Shingen Takeda was a Military leader of the late Muromachi period. His given name was Harunobu, Shingen being a religious name
Background
Shingen Takeda was born on 1 December 1521 in Yamanashi. He was the eldest son of Takeda Nobutora, lord of the province of Kai in present-day Yamanashi Prefecture; the Takeda family was descended from the famous Minamoto family of Heian and Kamakura times.
Career
In 1536, after undergoing the ceremony marking his admission into manhood and assuming the name Harunobu, he set out on a military campaign against the neighboring province of Shinano. In 1541 he drove his father, who had lost the support of the people of Kai, out of the domain and himself became the nineteenth lord of the Takeda family. In 1555, having seized control of the province of Shinano, he found himself in fierce confrontation with Uesugi Kenshin, the lord of the province of Echigo, which corresponds to present-day Niigata Prefecture, and the series of battles that they fought at a place near the Shinano border called Kawa- nakajima and that ended in 1561 are famous in history.

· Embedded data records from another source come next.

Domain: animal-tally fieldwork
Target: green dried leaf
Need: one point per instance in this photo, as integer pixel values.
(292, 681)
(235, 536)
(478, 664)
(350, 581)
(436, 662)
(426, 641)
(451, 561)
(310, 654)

In 1568 Shingen occupied the province of Suruga, present-day Shizuoka, extending his power in all directions. In 1572, hoping to make himself master of all Japan, he raised a powerful army and began moving towards Kyoto. He engaged the combined forces of Oda Nobunaga and Tokugawa Ieyasu at Mikatagahara in Totomi, present-day Shizuoka, and defeated them, but the following year he fell ill and died in the field, his aspirations to supreme power unrealized.
Personality
He was fond of learning and the arts, composing poetry in Chinese and Japanese, and was a devout Buddhist.